Os aliados do senador Flávio Bolsonaro avaliam que o conteúdo de áudios e mensagens envolvendo o ex-banqueiro Daniel Vorcaro provoca desgaste, mas não derruba neste momento a candidatura de Flávio à presidência. A leitura é de que há uma nova frente de crise na pré-campanha.
A avaliação interna é de que o episódio terá impacto negativo no curto prazo, com potencial de exploração política por adversários, porém a campanha pode conter danos se houver explicações convincentes ao eleitorado e à base bolsonarista.
Nesta quarta-feira, o Intercept Brasil publicou reportagem afirmando que Flávio tratou diretamente com Vorcaro de um repasse de US$ 24 milhões, cerca de R$ 134 milhões, para financiar o filme Dark Horse sobre Jair Bolsonaro.
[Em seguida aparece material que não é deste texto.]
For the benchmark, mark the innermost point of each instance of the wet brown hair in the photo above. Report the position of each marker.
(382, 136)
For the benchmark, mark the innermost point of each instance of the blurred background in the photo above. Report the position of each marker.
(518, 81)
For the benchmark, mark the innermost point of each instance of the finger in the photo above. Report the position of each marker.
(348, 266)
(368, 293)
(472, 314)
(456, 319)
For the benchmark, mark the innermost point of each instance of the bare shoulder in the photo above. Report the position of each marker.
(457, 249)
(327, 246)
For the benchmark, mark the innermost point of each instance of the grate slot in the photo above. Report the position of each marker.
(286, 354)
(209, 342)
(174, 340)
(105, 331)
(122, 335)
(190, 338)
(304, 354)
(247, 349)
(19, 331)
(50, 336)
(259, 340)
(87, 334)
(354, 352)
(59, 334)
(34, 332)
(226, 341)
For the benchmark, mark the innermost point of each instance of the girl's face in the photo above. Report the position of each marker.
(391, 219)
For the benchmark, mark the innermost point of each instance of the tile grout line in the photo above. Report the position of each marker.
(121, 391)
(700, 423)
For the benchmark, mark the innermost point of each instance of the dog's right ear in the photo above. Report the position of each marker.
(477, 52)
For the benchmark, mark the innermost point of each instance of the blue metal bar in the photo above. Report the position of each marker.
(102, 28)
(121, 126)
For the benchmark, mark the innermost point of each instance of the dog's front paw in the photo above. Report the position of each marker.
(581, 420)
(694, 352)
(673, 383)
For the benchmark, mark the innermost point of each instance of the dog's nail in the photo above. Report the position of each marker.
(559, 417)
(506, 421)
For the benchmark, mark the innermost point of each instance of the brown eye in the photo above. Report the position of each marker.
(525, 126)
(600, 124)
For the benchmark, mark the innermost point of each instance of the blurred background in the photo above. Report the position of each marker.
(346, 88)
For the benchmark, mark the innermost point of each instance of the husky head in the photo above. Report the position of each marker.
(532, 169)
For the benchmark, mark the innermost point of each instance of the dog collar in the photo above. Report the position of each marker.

A publicação cita áudios, mensagens e documentos atribuídos às conversas.
Flávio convocou uma reunião de emergência no QG da pré-campanha, em Brasília, com integrantes do PL e aliados próximos. Participaram o presidente do partido, Valdemar Costa Neto, e o senador Rogério Marinho.
O político deve divulgar um vídeo alegando que não houve ilegalidade no patrocínio de instituições financeiras a produções cinematográficas e esclarecer que desconhecia a gravidade das investigações envolvendo Vorcaro.
A tensão acompanha a gestão da crise política após a quinta fase da Operação Compliance Zero, que mirou Ciro Nogueira, presidente do Progressistas e ex-ministro da Casa Civil do governo Bolsonaro. Flávio buscou se afastar do episódio defendendo a CPI do Master.